“In America, political uprisings, from peaceful picketing to lawless riots, have marked our history from the beginning—indeed, from before the beginning,” wrote Judge Don R. Willett of the Fifth Circuit Court of Appeals in a remarkable opinion issued Monday. “The Sons of Liberty were dumping tea into Boston Harbor almost two centuries before Dr. King’s Selma-to-Montgomery march (which, of course, occupied public roadways, including the full width of the bloodied Edmund Pettus Bridge).”
The allusion to unruly protest is not what is remarkable about Willett’s opinion. That sort of talk is black-letter, almost boilerplate judicial language about First Amendment protection for political protests that edge up to, or even into, violence in the streets.
What is remarkable is that Willett wrote them in a surprise opinion, changing his vote in one of the most important First Amendment cases now pending in front of the Supreme Court—Mckesson v. Doe, in which a Louisiana police officer is attempting to impose possibly ruinous tort damages on DeRay Mckesson, a national leader of Black Lives Matter. Doe (who is proceeding under a pseudonym) claims that Mckesson owes him damages because the officer was injured in a protest outside the Baton Rouge Police Department on July 9, 2016. During that protest, someone in the crowd threw a hard object that injured the officer. Mckesson was present that night, but Doe doesn’t claim that Mckesson threw the object; instead he claims—in defiance of Supreme Court precedent—that Mckesson owes him damages because the civil-rights leader did not prevent the nameless protester from throwing the object.
This is a theory of liability unknown to the First Amendment. In an important case arising out of the civil rights movement, the Court held in 1982 that protest leaders can’t be sued for the violent actions of others unless the plaintiffs can show the leaders themselves either engaged in violence or incited or directed the violence. Doe alleged “incitement,” but made no real attempt to show it.
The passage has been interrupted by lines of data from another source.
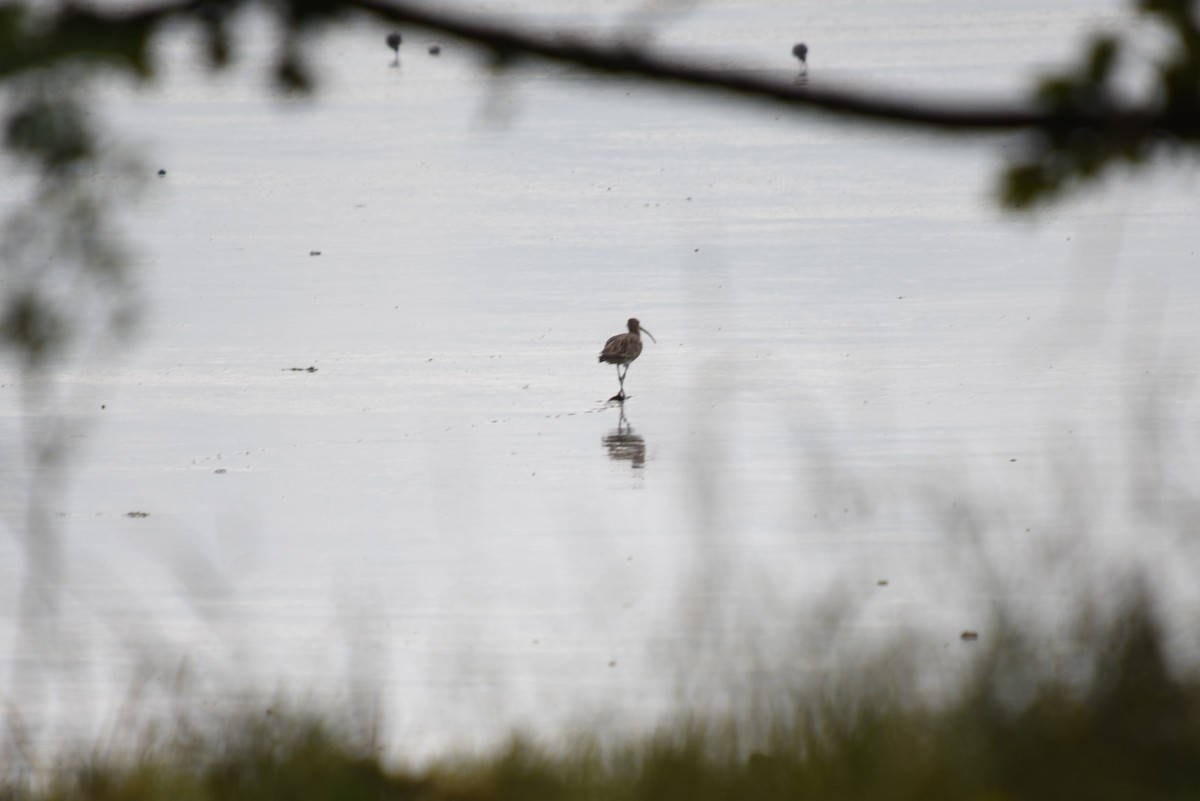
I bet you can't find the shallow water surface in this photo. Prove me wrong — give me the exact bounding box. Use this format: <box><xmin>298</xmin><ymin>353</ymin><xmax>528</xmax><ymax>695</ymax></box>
<box><xmin>3</xmin><ymin>0</ymin><xmax>1199</xmax><ymax>759</ymax></box>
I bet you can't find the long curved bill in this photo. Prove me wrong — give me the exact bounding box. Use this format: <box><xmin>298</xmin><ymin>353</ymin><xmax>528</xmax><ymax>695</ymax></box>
<box><xmin>640</xmin><ymin>328</ymin><xmax>657</xmax><ymax>344</ymax></box>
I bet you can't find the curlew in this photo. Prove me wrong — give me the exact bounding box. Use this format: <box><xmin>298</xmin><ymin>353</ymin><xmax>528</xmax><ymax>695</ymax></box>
<box><xmin>386</xmin><ymin>31</ymin><xmax>402</xmax><ymax>66</ymax></box>
<box><xmin>599</xmin><ymin>318</ymin><xmax>656</xmax><ymax>400</ymax></box>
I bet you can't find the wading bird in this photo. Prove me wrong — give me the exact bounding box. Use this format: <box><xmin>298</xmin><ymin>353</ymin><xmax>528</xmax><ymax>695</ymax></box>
<box><xmin>792</xmin><ymin>42</ymin><xmax>808</xmax><ymax>71</ymax></box>
<box><xmin>599</xmin><ymin>318</ymin><xmax>656</xmax><ymax>401</ymax></box>
<box><xmin>386</xmin><ymin>31</ymin><xmax>402</xmax><ymax>66</ymax></box>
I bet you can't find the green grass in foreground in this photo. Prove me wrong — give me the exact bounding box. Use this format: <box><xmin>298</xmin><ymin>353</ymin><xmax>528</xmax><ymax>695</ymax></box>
<box><xmin>11</xmin><ymin>593</ymin><xmax>1200</xmax><ymax>801</ymax></box>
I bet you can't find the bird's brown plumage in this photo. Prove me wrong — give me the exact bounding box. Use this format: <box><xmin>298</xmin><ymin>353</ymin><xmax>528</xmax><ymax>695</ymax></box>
<box><xmin>599</xmin><ymin>318</ymin><xmax>653</xmax><ymax>365</ymax></box>
<box><xmin>599</xmin><ymin>318</ymin><xmax>655</xmax><ymax>399</ymax></box>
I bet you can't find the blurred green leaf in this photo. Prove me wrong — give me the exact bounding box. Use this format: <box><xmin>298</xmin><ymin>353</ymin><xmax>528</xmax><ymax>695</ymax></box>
<box><xmin>4</xmin><ymin>93</ymin><xmax>93</xmax><ymax>171</ymax></box>
<box><xmin>0</xmin><ymin>290</ymin><xmax>70</xmax><ymax>368</ymax></box>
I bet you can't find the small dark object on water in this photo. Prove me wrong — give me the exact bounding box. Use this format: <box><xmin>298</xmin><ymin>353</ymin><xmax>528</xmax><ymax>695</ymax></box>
<box><xmin>157</xmin><ymin>169</ymin><xmax>166</xmax><ymax>176</ymax></box>
<box><xmin>310</xmin><ymin>250</ymin><xmax>321</xmax><ymax>256</ymax></box>
<box><xmin>792</xmin><ymin>42</ymin><xmax>808</xmax><ymax>64</ymax></box>
<box><xmin>599</xmin><ymin>318</ymin><xmax>656</xmax><ymax>401</ymax></box>
<box><xmin>126</xmin><ymin>511</ymin><xmax>149</xmax><ymax>518</ymax></box>
<box><xmin>285</xmin><ymin>366</ymin><xmax>318</xmax><ymax>373</ymax></box>
<box><xmin>961</xmin><ymin>630</ymin><xmax>979</xmax><ymax>641</ymax></box>
<box><xmin>428</xmin><ymin>44</ymin><xmax>441</xmax><ymax>55</ymax></box>
<box><xmin>386</xmin><ymin>31</ymin><xmax>402</xmax><ymax>65</ymax></box>
<box><xmin>877</xmin><ymin>579</ymin><xmax>888</xmax><ymax>586</ymax></box>
<box><xmin>215</xmin><ymin>468</ymin><xmax>227</xmax><ymax>474</ymax></box>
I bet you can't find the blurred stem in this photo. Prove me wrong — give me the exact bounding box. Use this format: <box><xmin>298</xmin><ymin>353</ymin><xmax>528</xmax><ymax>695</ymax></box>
<box><xmin>1</xmin><ymin>70</ymin><xmax>141</xmax><ymax>758</ymax></box>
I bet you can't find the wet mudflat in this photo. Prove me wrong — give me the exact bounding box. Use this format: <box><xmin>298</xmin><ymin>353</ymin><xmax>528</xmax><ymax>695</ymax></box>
<box><xmin>2</xmin><ymin>0</ymin><xmax>1198</xmax><ymax>760</ymax></box>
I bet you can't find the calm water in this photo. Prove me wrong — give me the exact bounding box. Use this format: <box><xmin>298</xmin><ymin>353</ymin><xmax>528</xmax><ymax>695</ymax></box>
<box><xmin>3</xmin><ymin>0</ymin><xmax>1199</xmax><ymax>759</ymax></box>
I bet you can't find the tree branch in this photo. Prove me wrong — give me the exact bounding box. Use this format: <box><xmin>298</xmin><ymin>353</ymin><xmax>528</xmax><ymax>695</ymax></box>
<box><xmin>350</xmin><ymin>0</ymin><xmax>1055</xmax><ymax>131</ymax></box>
<box><xmin>2</xmin><ymin>0</ymin><xmax>1195</xmax><ymax>207</ymax></box>
<box><xmin>0</xmin><ymin>0</ymin><xmax>1132</xmax><ymax>132</ymax></box>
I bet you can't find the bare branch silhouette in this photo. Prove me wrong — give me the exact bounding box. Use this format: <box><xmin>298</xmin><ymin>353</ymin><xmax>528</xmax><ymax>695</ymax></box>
<box><xmin>4</xmin><ymin>0</ymin><xmax>1196</xmax><ymax>208</ymax></box>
The First Amendment and civil-liberties communities were shocked by the Fifth Circuit’s original decision, issued in March, which brushed aside the First Amendment with the breezy bromide that “the First Amendment does not protect violence.” The decision was unanimous—Willett was on the panel, but the opinion was written by Judge E. Grady Jolly. (Judge Jennifer Walker Elrod was the third member.) That opinion was a dagger pointed at the heart of the treasured American right to protest against government action. If protest organizers can be sued, and possibly ruined, by lawsuits if anyone at their protest (even, say, an undercover police officer) turns violent, no ordinary citizen would dare organize protests.
Mckesson’s lawyers asked the Fifth Circuit to re-hear the case “en banc” (as a full court); in response, the same panel withdrew its original opinion and substituted a new one that said, in legal verbiage, “we agree with ourselves and by golly we are right.”
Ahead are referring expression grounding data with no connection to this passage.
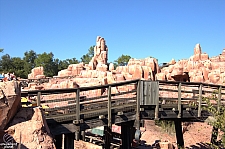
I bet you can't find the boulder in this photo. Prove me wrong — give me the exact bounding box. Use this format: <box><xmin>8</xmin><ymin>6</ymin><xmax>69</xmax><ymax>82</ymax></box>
<box><xmin>0</xmin><ymin>81</ymin><xmax>21</xmax><ymax>130</ymax></box>
<box><xmin>5</xmin><ymin>107</ymin><xmax>56</xmax><ymax>149</ymax></box>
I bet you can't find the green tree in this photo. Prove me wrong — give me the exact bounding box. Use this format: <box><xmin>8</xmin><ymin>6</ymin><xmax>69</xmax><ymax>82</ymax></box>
<box><xmin>81</xmin><ymin>46</ymin><xmax>95</xmax><ymax>64</ymax></box>
<box><xmin>11</xmin><ymin>57</ymin><xmax>26</xmax><ymax>78</ymax></box>
<box><xmin>114</xmin><ymin>54</ymin><xmax>131</xmax><ymax>68</ymax></box>
<box><xmin>23</xmin><ymin>50</ymin><xmax>37</xmax><ymax>77</ymax></box>
<box><xmin>56</xmin><ymin>58</ymin><xmax>79</xmax><ymax>71</ymax></box>
<box><xmin>0</xmin><ymin>49</ymin><xmax>4</xmax><ymax>53</ymax></box>
<box><xmin>35</xmin><ymin>52</ymin><xmax>57</xmax><ymax>77</ymax></box>
<box><xmin>0</xmin><ymin>54</ymin><xmax>13</xmax><ymax>72</ymax></box>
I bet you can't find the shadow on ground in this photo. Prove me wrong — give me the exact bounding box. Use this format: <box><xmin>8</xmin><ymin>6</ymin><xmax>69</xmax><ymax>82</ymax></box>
<box><xmin>136</xmin><ymin>140</ymin><xmax>161</xmax><ymax>149</ymax></box>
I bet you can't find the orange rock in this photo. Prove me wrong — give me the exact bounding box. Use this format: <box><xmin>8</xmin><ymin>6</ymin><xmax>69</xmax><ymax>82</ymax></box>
<box><xmin>142</xmin><ymin>66</ymin><xmax>153</xmax><ymax>80</ymax></box>
<box><xmin>115</xmin><ymin>74</ymin><xmax>125</xmax><ymax>81</ymax></box>
<box><xmin>58</xmin><ymin>69</ymin><xmax>72</xmax><ymax>77</ymax></box>
<box><xmin>171</xmin><ymin>67</ymin><xmax>183</xmax><ymax>76</ymax></box>
<box><xmin>156</xmin><ymin>72</ymin><xmax>166</xmax><ymax>81</ymax></box>
<box><xmin>109</xmin><ymin>63</ymin><xmax>114</xmax><ymax>71</ymax></box>
<box><xmin>194</xmin><ymin>43</ymin><xmax>202</xmax><ymax>55</ymax></box>
<box><xmin>132</xmin><ymin>65</ymin><xmax>143</xmax><ymax>79</ymax></box>
<box><xmin>201</xmin><ymin>53</ymin><xmax>209</xmax><ymax>60</ymax></box>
The case landed in the Supreme Court’s inbox on December 6. Mckesson’s petition for the Court to hear the case, written by ACLU lawyers, pointed out that the Fifth Circuit panel decision flatly defied the Court’s own precedent in a landmark case called NAACP v. Claiborne Hardware. Advocates of free speech were holding their collective breath waiting to see whether this Court, which preens as a First Amendment champion when the rights of corporations or the rich are at issue, would call out the wayward panel or silently ratify its radical change in the law.
The latter course just got harder. Willett, a Trump appointee and former Texas Supreme Court justice, has now changed his vote and issued a full-throated defense of the idea that free speech covers even unruly protest.
“I have had a judicial change of heart,” Willett wrote. “Admittedly, judges aren’t naturals at backtracking or about-facing. But I do so forthrightly. Consistency is a cardinal judicial virtue, but not the only virtue. In my judgment, earnest rethinking should underscore, rather than undermine, faith in the judicial process. As Justice Frankfurter elegantly put it 70 years ago, ‘Wisdom too often never comes, and so one ought not to reject it merely because it comes late.’”
The words are true, and the practice of judicial self-examination is, while not unheard-of, regrettably rare. In this case, re-examination led Willett to see two gaping holes in the majority’s case. First, he pointed out, despite the panel’s earlier decision, it’s not clear that even Louisiana tort law would support a lawsuit against Mckesson. To reach that conclusion, the panel had to, in essence, make new Louisiana state law. Every second-year law student knows that is a practice courts of appeals are supposed to try to avoid—especially when doing so creates a federal constitutional issue.